By using Huffman’s code, we have managed to extract a certain amount of redundancy, but we are still far from the limit where all the redundancy would have been extracted: that limit is Shannon’s entropy.
There are however many other compression techniques; for instance, there is a technique called arithmetic coding, which can extract a lot more redundancy than Huffman coding, and hence it can create compressed messages where the average number of bits per character is much closer to Shannon’s entropy.

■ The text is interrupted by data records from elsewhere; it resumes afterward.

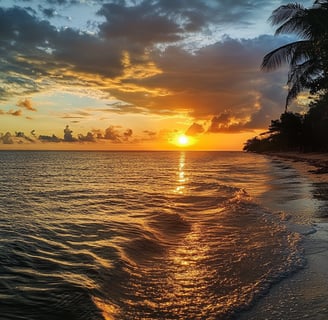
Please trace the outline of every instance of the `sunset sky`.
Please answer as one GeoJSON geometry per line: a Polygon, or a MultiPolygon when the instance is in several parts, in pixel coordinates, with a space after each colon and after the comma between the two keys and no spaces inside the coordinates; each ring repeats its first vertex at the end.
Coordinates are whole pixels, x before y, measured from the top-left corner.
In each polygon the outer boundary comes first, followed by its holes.
{"type": "Polygon", "coordinates": [[[284,110],[289,2],[0,0],[0,149],[241,150],[284,110]]]}

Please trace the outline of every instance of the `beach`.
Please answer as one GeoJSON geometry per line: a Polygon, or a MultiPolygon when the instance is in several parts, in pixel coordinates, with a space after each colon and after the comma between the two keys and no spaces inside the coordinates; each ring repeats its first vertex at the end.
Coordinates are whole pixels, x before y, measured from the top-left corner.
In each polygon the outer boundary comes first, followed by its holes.
{"type": "MultiPolygon", "coordinates": [[[[327,199],[327,154],[270,153],[266,156],[293,166],[313,185],[325,186],[327,199]]],[[[302,234],[305,267],[274,285],[240,320],[293,320],[328,318],[328,208],[310,216],[291,214],[289,227],[302,234]]]]}

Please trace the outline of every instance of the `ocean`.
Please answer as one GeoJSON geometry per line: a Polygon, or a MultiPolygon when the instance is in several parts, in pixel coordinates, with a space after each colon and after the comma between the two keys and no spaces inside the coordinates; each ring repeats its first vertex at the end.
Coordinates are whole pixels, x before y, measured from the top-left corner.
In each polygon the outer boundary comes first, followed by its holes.
{"type": "Polygon", "coordinates": [[[1,151],[0,319],[238,319],[304,266],[310,194],[242,152],[1,151]]]}

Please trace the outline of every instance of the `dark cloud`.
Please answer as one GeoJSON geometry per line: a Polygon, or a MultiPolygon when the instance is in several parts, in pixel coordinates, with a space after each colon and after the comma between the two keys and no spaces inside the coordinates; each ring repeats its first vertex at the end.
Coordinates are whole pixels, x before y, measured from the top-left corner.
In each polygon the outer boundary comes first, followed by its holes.
{"type": "Polygon", "coordinates": [[[127,129],[126,131],[123,132],[123,139],[125,141],[128,141],[133,135],[132,129],[127,129]]]}
{"type": "Polygon", "coordinates": [[[14,143],[14,140],[13,140],[10,132],[5,133],[4,135],[1,133],[0,134],[0,141],[3,144],[13,144],[14,143]]]}
{"type": "Polygon", "coordinates": [[[263,128],[268,117],[278,116],[283,109],[286,73],[285,70],[264,73],[260,63],[268,50],[286,41],[272,36],[241,40],[226,37],[194,53],[169,47],[153,55],[163,72],[136,81],[145,90],[160,88],[163,94],[149,98],[142,91],[112,90],[112,93],[151,113],[189,110],[196,120],[209,120],[230,110],[237,122],[246,126],[248,117],[254,129],[263,128]],[[257,119],[251,119],[254,114],[257,119]]]}
{"type": "Polygon", "coordinates": [[[35,93],[53,83],[95,85],[91,75],[114,77],[123,71],[121,48],[110,41],[57,29],[18,7],[0,8],[0,45],[0,78],[7,88],[2,99],[35,93]]]}
{"type": "Polygon", "coordinates": [[[126,7],[122,4],[104,4],[98,14],[106,18],[100,25],[105,38],[122,38],[126,41],[150,45],[158,42],[173,42],[181,39],[182,29],[168,16],[159,15],[156,5],[143,1],[126,7]]]}
{"type": "Polygon", "coordinates": [[[27,10],[0,8],[0,41],[7,48],[29,49],[31,53],[33,45],[45,43],[54,34],[55,28],[49,22],[36,19],[27,10]]]}
{"type": "MultiPolygon", "coordinates": [[[[86,2],[90,8],[97,5],[103,19],[98,33],[57,28],[40,18],[51,18],[57,6],[77,5],[77,1],[48,0],[46,7],[39,7],[39,16],[36,9],[0,8],[0,99],[30,96],[55,85],[96,88],[124,101],[109,106],[109,112],[172,115],[183,111],[195,123],[211,121],[211,132],[263,128],[281,113],[286,73],[263,73],[260,64],[268,51],[288,38],[226,36],[211,44],[201,42],[205,36],[215,37],[214,25],[247,27],[260,11],[285,1],[104,2],[86,2]],[[187,50],[183,41],[188,37],[200,42],[200,49],[187,50]],[[228,127],[221,120],[226,110],[228,127]]],[[[36,110],[29,100],[21,101],[21,108],[36,110]]],[[[19,116],[22,111],[0,114],[19,116]]],[[[189,129],[194,134],[201,128],[195,124],[189,129]]],[[[126,138],[115,127],[98,134],[114,142],[126,138]]],[[[67,134],[64,140],[79,139],[67,134]]]]}
{"type": "MultiPolygon", "coordinates": [[[[16,136],[17,138],[23,138],[23,139],[25,139],[25,140],[28,141],[28,142],[35,142],[34,139],[30,138],[29,136],[26,136],[26,135],[24,134],[24,132],[22,132],[22,131],[15,132],[15,136],[16,136]]],[[[21,140],[20,140],[20,141],[21,141],[21,140]]],[[[21,141],[21,142],[23,142],[23,141],[21,141]]]]}
{"type": "Polygon", "coordinates": [[[55,136],[54,134],[52,136],[47,136],[47,135],[40,135],[39,136],[39,140],[41,142],[61,142],[62,139],[58,138],[57,136],[55,136]]]}
{"type": "Polygon", "coordinates": [[[103,139],[104,135],[101,129],[93,129],[92,130],[92,135],[97,138],[97,139],[103,139]]]}
{"type": "Polygon", "coordinates": [[[222,29],[236,24],[240,28],[248,26],[260,11],[263,14],[264,9],[278,5],[273,0],[144,0],[135,5],[111,1],[98,14],[107,20],[100,26],[105,37],[150,44],[177,41],[189,33],[209,30],[214,24],[222,29]]]}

So by using this particular example, we have seen how the concept of Shannon's entropy, in this case calculated from the probabilities of occurrence associated with the letters belonging to the words of a particular language, has very important applications; data compression being one of them. Summarising:
Shannon's entropy is a measure of uncertainty, of unpredictability, and also a measure of information content, of potential information gain.
Shannon’s entropy can also represent a lower limit for lossless data compression: the minimum amount of bits that can be used to encode a message without loss.
Also note that with this definition, more information content has nothing to do with its quality. So in this sense, a larger amount of Shannon's entropy does not necessarily imply a better quality of its content (an example of two subjective concepts which could be linked to quality are meaningfulness or importance).
I will expand on this topic in the following video, when we discuss Norbert Wiener’s ideas.
Shannon's Bit vs Storage Bit:
Now, there is one point that needs clarifying. In this past section of the video, while discussing concepts such as compression and redundancy, we have actually been talking about different kinds of bits, that is, bits which represent different concepts.
You may recall that in the previous video we defined the bit as a variable which can have two possible values, which we represent by the digits 0 and 1. This is the most popular definition, one that is usually associated with the storage or transmission of encoded data. In this way, one bit is the capacity of a system which can exist in only two states.
In information theory, however, the bit can be defined in a different way. As we have seen, it can be a unit of measurement for Shannon’s information. In this context, one bit is defined as the uncertainty associated with a binary random variable that can be in one of two possible states with equal probability.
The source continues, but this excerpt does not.